Moreover, people connected on Twitter are always organizing “tweetups” to meet together and converse over some food and drink. The benefit to knowing someone on the Internet first, and meeting them IRL later, is that it can lead to a more fruitful conversation and a stronger connection, because you already know some factual information about each other. However, even though you know about each other, doesn’t mean you know each other. There are obviously some intangibles that are only experienced in person – perhaps a little bit of chemistry, ability to observe body language. By the same token, social technologies allow to strengthen existing weak ties. If I only know someone tangentially, but enough to know that I want to be connected on Facebook and Twitter, everyday exposure to that person’s lifestream, thoughts and analyses, will strengthen our connection, even though we may see each other once a year.

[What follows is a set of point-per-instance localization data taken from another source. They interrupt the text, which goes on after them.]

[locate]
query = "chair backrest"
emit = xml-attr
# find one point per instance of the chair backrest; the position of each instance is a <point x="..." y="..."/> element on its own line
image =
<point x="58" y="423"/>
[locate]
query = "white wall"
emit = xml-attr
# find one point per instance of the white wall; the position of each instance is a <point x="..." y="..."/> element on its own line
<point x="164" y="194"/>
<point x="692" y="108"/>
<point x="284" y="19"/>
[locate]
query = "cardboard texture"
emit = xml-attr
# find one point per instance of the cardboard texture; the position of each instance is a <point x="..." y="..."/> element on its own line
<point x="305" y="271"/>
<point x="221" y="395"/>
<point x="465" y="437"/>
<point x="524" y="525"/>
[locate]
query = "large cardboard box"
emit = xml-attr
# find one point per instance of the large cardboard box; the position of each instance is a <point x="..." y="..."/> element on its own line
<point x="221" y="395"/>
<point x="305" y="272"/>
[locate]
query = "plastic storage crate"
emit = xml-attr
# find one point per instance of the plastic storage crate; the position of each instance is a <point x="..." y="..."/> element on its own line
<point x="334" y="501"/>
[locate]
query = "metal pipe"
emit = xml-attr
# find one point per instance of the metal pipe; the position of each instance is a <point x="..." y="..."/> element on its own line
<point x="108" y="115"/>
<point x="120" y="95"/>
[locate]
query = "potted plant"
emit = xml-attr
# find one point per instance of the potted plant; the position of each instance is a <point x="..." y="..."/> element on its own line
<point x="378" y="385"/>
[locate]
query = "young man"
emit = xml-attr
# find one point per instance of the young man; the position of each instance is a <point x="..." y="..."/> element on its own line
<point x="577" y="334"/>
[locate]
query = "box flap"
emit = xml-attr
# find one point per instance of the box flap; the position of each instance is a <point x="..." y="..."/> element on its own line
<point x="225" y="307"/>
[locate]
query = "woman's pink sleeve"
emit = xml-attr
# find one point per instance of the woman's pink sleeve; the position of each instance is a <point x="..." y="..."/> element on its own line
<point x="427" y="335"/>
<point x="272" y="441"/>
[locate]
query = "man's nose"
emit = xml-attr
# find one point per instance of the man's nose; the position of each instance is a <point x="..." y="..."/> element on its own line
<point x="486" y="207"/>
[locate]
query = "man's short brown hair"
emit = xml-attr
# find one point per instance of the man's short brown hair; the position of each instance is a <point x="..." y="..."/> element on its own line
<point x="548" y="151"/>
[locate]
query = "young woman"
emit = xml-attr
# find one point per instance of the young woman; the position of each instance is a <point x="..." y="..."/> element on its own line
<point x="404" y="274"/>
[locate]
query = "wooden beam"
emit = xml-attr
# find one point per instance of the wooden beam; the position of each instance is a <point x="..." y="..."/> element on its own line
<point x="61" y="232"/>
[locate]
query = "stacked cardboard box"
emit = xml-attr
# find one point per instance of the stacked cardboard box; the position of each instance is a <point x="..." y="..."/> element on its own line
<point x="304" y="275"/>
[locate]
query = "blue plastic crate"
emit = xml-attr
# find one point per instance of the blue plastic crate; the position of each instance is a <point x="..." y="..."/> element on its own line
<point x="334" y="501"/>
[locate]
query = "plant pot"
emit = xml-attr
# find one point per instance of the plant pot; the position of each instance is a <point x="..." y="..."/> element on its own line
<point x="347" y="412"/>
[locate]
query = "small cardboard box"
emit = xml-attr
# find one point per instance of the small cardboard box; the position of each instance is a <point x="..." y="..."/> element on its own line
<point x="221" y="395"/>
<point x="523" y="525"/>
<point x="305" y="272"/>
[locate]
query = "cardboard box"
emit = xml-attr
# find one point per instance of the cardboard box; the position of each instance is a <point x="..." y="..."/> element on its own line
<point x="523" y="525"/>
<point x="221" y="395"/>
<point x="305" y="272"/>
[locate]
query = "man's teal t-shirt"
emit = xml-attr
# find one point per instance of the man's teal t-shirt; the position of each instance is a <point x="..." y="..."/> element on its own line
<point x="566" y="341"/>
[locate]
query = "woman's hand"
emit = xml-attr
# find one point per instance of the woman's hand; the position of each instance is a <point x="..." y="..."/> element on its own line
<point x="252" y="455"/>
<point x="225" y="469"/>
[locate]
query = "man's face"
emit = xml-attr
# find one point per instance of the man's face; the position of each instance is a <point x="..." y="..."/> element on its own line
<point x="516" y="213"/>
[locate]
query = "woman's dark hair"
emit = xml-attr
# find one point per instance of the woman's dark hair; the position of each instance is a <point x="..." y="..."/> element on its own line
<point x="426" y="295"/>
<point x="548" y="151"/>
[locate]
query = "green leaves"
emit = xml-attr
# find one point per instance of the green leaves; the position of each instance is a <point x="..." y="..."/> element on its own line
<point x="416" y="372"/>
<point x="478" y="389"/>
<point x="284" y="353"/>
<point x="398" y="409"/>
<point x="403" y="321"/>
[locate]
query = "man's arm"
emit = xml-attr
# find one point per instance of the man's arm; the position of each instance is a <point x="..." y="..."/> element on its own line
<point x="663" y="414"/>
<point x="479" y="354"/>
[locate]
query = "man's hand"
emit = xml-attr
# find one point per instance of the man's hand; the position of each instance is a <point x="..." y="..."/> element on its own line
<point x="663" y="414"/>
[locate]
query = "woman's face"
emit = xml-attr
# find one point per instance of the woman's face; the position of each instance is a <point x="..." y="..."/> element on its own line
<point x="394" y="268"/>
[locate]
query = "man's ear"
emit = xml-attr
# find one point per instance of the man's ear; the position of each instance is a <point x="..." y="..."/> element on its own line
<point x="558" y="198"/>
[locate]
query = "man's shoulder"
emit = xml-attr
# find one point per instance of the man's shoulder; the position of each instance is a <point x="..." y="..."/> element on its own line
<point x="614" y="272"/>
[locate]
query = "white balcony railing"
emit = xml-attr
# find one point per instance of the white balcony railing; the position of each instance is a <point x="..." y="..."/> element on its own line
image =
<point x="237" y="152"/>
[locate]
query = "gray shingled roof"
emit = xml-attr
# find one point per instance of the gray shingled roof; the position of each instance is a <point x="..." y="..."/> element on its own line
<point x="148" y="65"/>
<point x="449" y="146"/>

I think in our pursuit of technologies, we have come full-circle. Prior to Web 1.0, we were social IRL – we called each other on the phone and hung out. Then with online chatrooms, IM and email, we retrieved to our separate corners. Now, with tools like Twitter and its surrounding ecosystem, we are using the social web to drive us closer together IRL. Brands and venues that understand that, will ultimately win. For example, the Roger Smith Hotel, the social-media-friendly hotel in NYC (where my Murphy Goode video was shot) understands this and has pioneered Twitter-friendly content, discounts and events. Many conferences, networking breakfasts and post-conference events are held there. Folks can even get discounts on rooms by following @RSHotel and discounts on food and drink by tweeting pictures of food (check with them first for current discounts, of course). These guys are (at least local) pioneers in the space and have become a de-facto watering hole for the NYC (and out of town) “Twitterati”.